A breath. The expression Austrad bore remained unreadable. Dull. Dead.

"You said they'd never become anything like me, didn't you?" he asked, voice clinical. "And what makes you so sure of that? Did you know them their whole lives—every thought, every choice they'd ever make?"

A pause.

"You trust them so blindly, you act like their future was already written. But it never is. It never was."

"They might've been cowards, but they'd never sink so low as to kill their own just to get ahead," Kisatsu shot back, before his words could even settle. "I've seen it—the fear in their eyes. The kind of fear only someone with remorse... with sanity feels."

A beat.

"But your eyes? They're different. Cold. Ruthless. Worse than any Partian I've ever seen," he said, voice sharpening. "I wonder... if I'd come close to killing you, would it have changed you? Made you someone else entirely?"
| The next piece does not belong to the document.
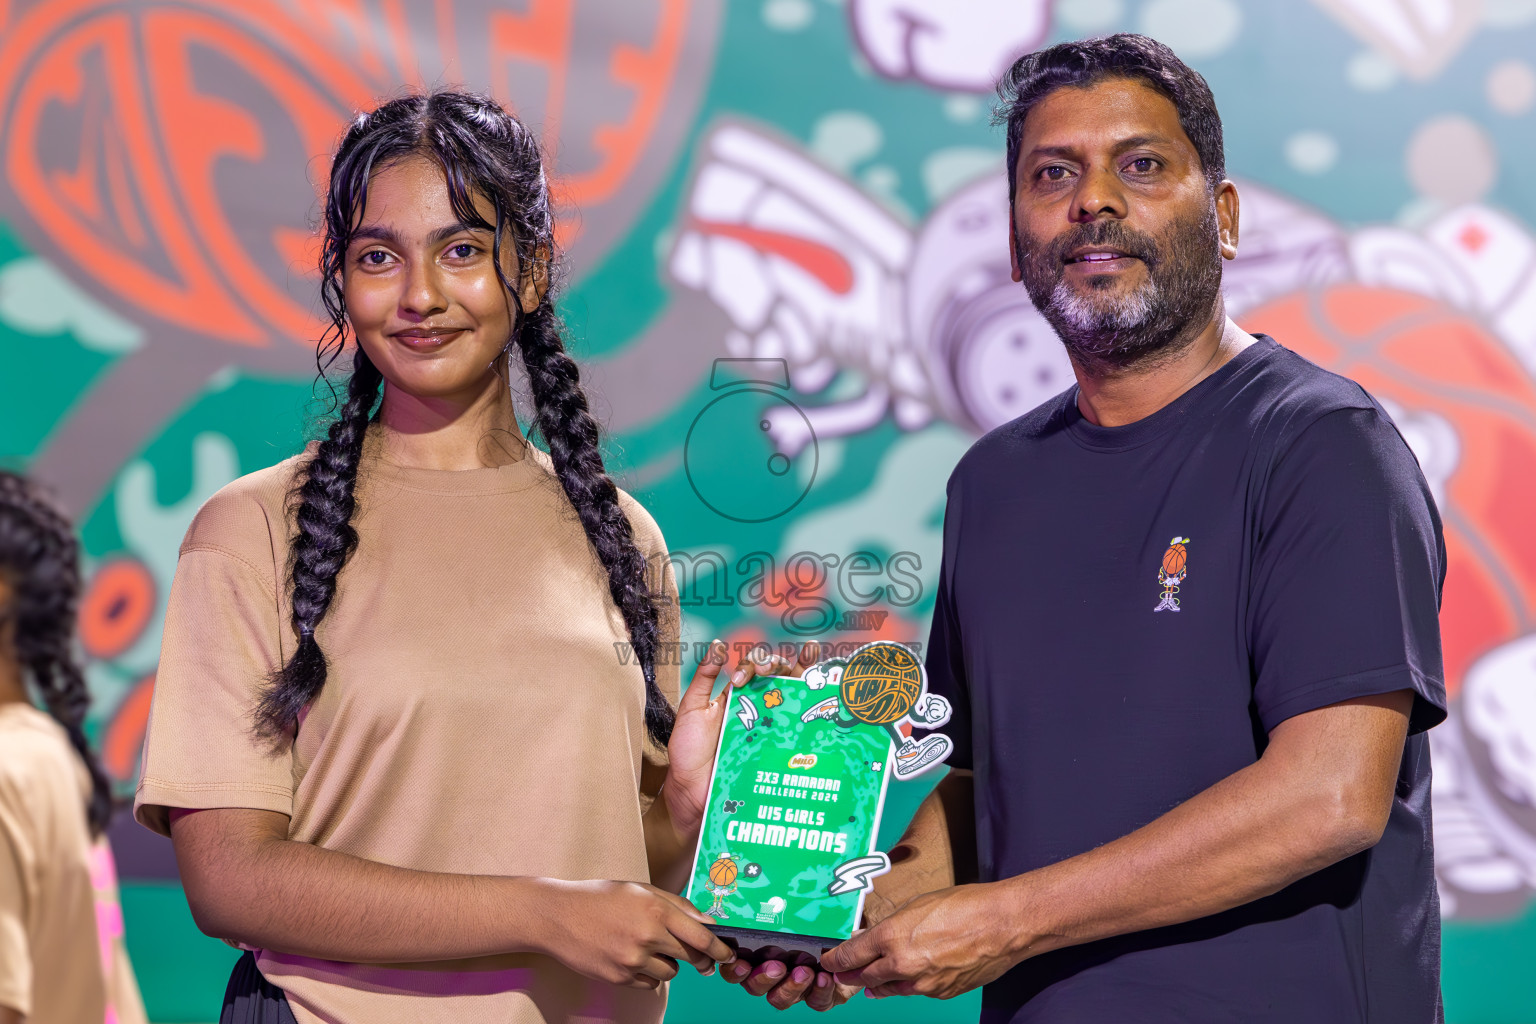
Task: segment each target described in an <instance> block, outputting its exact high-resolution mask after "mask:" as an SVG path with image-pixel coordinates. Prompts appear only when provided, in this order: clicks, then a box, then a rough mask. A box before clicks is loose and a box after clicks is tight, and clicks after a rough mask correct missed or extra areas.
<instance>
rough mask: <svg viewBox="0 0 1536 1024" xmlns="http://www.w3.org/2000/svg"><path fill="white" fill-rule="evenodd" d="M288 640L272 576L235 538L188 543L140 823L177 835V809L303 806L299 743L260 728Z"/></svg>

Every word of his was woven with venom, antipathy, and an indescribable edge. A rancor that consumed every ounce of terror—yet it didn't manifest in his expression, not yet. A vindictiveness unlike anything he'd known before—not when his homeland had been invaded, not even when his brother was taken away.

The seething ire coursing through him... was only because the man before him was still humanly possible.

Compared to that thing.

"Hmph," Austrad grunted. "Even I'd like to know the answer to that."

He squared himself away from them—not because his gaze wavered, but because silence carried the verdict, not their voices.

"You're not the only one who's felt fear—far worse than what you felt back there."